By Dirty Dan
I finally got around to seeing Bill Maher’s surprisingly poignant documentary Religulous last night. Now, granted, it’s pretty one sided, in a sense that they don’t really choose the best responses from the individuals he interviews (at least, I really, REALLY hope they aren’t the best responses!!!). Based on the people he interviews, from the streets of middle America all the way to the Vatican, the film made me wonder how anyone could possibly take the Bible, the Koran, the Kabbalah or any other book that tries to dictate one’s moral actions seriously.

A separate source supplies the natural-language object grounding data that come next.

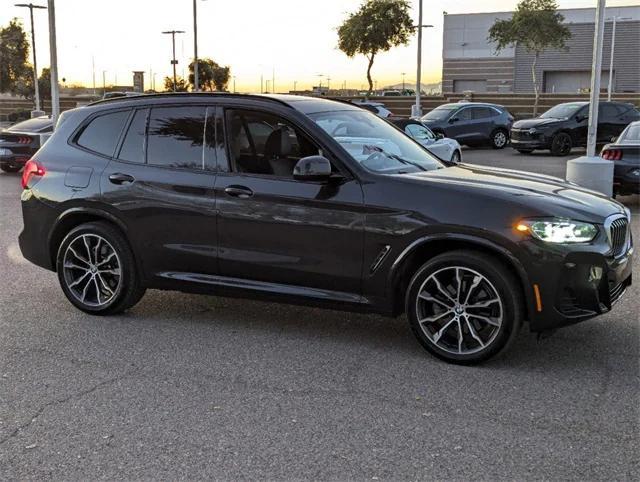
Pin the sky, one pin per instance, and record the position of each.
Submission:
(291, 40)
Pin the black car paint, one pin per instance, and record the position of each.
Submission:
(575, 126)
(350, 242)
(474, 131)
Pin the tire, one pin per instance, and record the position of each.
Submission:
(10, 168)
(499, 138)
(561, 144)
(438, 320)
(97, 270)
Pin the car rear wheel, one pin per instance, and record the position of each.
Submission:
(464, 307)
(499, 139)
(96, 270)
(10, 167)
(561, 144)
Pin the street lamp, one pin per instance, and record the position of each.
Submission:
(36, 87)
(416, 110)
(174, 62)
(613, 44)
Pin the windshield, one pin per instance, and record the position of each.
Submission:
(441, 113)
(631, 135)
(563, 111)
(374, 143)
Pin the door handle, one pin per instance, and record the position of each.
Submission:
(241, 192)
(119, 178)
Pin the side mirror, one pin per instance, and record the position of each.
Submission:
(312, 168)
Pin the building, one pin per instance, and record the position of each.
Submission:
(470, 62)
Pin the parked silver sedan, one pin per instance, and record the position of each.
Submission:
(443, 147)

Throughout the film, Maher wanders the world debating anyone who’ll speak to him about the concepts and ideas of all the various world religions. He poses very simple questions such as “if God is all mighty, then why doesn’t he just rid the world of Satan?” Answer: he will.
He will? Wtf is that?!?!
Most of the people chicken out and run away (or look like they want to punch him) when they realize his intent of making a ‘documentary about religion’. I understand that it’s hard to mess with people and their faith, but some of these people are blatantly trying to cash in off of religion more than actually believe in it themselves. One of my more favorite moments was when he asked someone who claims to have received a message from God why God only communicates with one person at a time. Wouldn’t it be much more efficient for God to speak to all human beings at once? I mean, does God not have spam capabilities?
In the film, Maher is able to expose Organized Religion for what it is. After all, why is it only individuals who are at weak points in their lives (ie. in jail, recovering from assorted addictions, experienced loss of a loved one, etc) who claim to have faith and believe in God. Doesn’t that seem to be very convenient for those who profit off of the weak? In Religulous, Maher interviews one of those televangelists who preaches on tv to hundreds of thousands of people at once. He makes a point to mention all of the designer clothes, fancy jewels and snakeskin boots that the televangelist is wearing, and how they were bought with money from the collection plate. This man, who many people rely on for faith, tells Maher that his viewers expect him to look good.
I could, and should, write a blog of some sort on this film, and organized religion as a whole. But I’m pressed for time right now, and the key message I found most inspiring in Religulous was that anyone and everyone who is nonreligious, Atheist or Agnostic… we need to stand up and unite as one, and tell all of these people who would rather kill and destroy in the name of their God than share a world of peace to shut the fuck up and find a new hobby.